An alternative way to create a scatter plot is with the function gscatter from the Statistics Toolbox. gscatter creates a grouped scatter plot where points from each group have a different color or marker. You can use clusterdata, or any other clustering function, to group the points.

figure
pcclusters = clusterdata(zscores(:,1:2),'maxclust',8,'linkage','av');
gscatter(zscores(:,1),zscores(:,2),pcclusters)
xlabel('First Principal Component');
ylabel('Second Principal Component');
title('Principal Component Scatter Plot with Colored Clusters');

The function gname from the Statistics Toolbox can be used to identify genes on a scatter plot. You can select as many points as you like on the scatter plot. Hit Enter when you have finished selecting points.

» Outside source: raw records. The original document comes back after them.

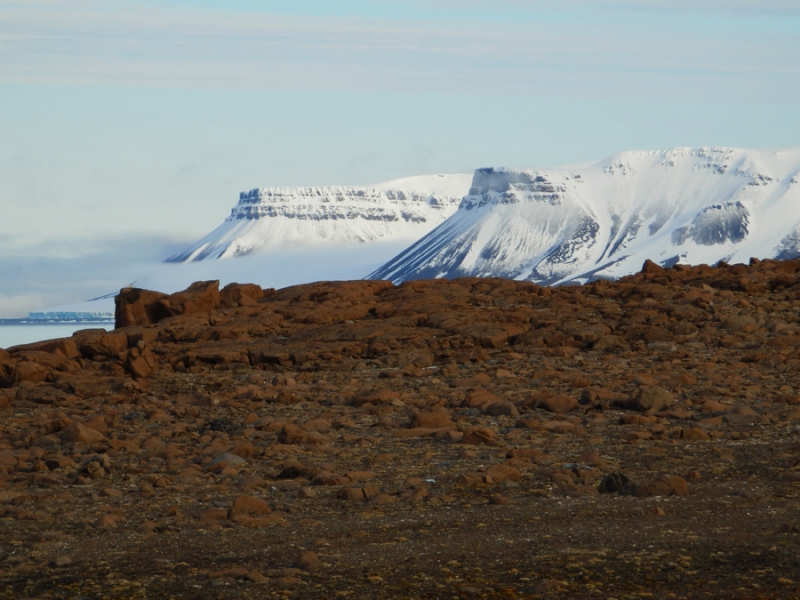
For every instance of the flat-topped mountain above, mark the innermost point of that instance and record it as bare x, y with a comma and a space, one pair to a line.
470, 438
298, 217
602, 220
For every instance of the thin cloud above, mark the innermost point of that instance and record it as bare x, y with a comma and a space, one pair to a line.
64, 44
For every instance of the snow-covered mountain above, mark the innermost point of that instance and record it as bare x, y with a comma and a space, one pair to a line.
301, 217
581, 222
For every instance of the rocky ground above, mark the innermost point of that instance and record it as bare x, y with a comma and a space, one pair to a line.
475, 438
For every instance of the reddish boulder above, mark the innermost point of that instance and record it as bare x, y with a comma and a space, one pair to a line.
136, 306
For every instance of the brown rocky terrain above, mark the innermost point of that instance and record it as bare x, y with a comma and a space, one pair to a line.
473, 438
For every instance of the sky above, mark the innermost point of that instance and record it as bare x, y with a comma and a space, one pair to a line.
128, 129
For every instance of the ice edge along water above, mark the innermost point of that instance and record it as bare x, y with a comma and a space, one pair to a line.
602, 220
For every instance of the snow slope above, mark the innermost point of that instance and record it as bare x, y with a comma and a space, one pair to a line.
602, 220
271, 218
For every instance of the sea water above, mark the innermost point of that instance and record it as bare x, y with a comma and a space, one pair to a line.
25, 333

gname(genes)  % Hit enter when you have finished selecting genes.

Self-Organizing Maps

If you have the Neural Network Toolbox™, you can use a self-organizing map (SOM) to cluster the data.

% Check to see if the Neural Network Toolbox is installed
if ~exist('newsom.m','file')
    disp(sprintf(['The Self-Organizing Map section of this example\n'...
                  'requires the Neural Network Toolbox.']));
    return
end

The newsom function creates a new SOM network object. This example will generate a SOM using the first two principal components.

P = zscores(:,1:2)';
net = newsom(P,[4 4]);

Train the network using the default parameters.

net = train(net,P);

Use plotsom to display the network over a scatter plot of the data. Note that the SOM algorithm uses random starting points so the results will vary from run to run.

figure
plot(P(1,:),P(2,:),'.g','markersize',20)
hold on
plotsom(net.iw{1,1},net.layers{1}.distances)
hold off

You can assign clusters using the SOM by finding the nearest node to each point in the data set.

distances = dist(P',net.IW{1}');
[d,cndx] = min(distances,[],2);
% cndx gives the cluster index

figure
gscatter(P(1,:),P(2,:),cndx); legend off;
hold on
plotsom(net.iw{1,1},net.layers{1}.distances);
hold off

Reference

DeRisi, J.L., Iyer, V.R., Brown, P.O. (1997). Exploring the metabolic and genetic control of gene expression on a genomic scale. Science 24, 278(5338), 680-686.